In 1895, German engineer Carl von Linde (1842-1934) invented a continuous process for producing large quantities of liquid air, which is mainly nitrogen and oxygen. Linde's process immediately became a commercial success. In an improved version, it is still used today to produce liquid air, and liquid nitrogen has found many practical uses in research and industry. In biological research, for example, liquid nitrogen is used to freeze blood cells, sperm, tissues, and even whole small organisms. When frozen, the cell stops its normal activities, allowing scientists to examine a "freeze-frame" of cell life. In industry, nitrogen is used for refrigeration, food processing, and metal heat treating. The electronics industry uses nitrogen as a blanketing medium in the manufacture of components such as transistors. Nitrogen is also used to make the anesthetic "laughing gas," or nitrous oxide.

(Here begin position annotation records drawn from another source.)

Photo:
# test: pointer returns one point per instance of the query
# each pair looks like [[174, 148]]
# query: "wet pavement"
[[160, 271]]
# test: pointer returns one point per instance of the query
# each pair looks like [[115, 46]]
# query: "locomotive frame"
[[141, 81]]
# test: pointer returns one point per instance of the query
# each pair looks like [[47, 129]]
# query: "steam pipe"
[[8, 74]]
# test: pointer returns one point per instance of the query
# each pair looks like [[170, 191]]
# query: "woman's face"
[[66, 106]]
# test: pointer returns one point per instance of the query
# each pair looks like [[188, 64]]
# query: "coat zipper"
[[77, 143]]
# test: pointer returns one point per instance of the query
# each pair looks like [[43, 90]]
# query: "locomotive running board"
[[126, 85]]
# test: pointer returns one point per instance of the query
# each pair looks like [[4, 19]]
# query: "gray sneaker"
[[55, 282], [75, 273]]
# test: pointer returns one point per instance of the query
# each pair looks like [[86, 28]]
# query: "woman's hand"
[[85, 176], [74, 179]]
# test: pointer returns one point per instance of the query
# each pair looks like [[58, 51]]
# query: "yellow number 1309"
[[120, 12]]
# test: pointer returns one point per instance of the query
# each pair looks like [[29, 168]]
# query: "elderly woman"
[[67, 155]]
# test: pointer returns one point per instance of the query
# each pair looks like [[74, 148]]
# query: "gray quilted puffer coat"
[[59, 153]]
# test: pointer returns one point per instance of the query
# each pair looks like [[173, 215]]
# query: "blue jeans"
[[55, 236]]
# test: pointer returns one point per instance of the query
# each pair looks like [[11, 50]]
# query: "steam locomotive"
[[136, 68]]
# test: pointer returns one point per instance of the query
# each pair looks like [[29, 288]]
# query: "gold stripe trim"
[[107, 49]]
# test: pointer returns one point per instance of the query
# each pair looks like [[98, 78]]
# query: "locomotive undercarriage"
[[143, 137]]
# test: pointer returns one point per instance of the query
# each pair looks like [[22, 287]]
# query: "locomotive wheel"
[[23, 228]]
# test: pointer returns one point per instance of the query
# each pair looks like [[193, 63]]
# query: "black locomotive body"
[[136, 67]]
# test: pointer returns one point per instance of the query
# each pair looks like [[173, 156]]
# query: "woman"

Although nitrogen is very valuable to humankind, the proliferation of fertilizers and fossil fuels today has created too much of a good thing. As of the late 1990s, human activities had doubled the natural rate at which nitrogen was made available on land. This new nitrogen in the system is due mainly to manmade fertilizers. Other major sources include the increased cultivation of legumes and other crops that harbor nitrogen-fixing bacteria and the burning of fossil fuels. Researchers think that this excess nitrogen may be decreasing biological diversity in some areas. In addition, nitrous oxide is building up in the atmosphere, where it can eat away at the ozone layer. Other nitrogen compounds contribute to smog and acid rain.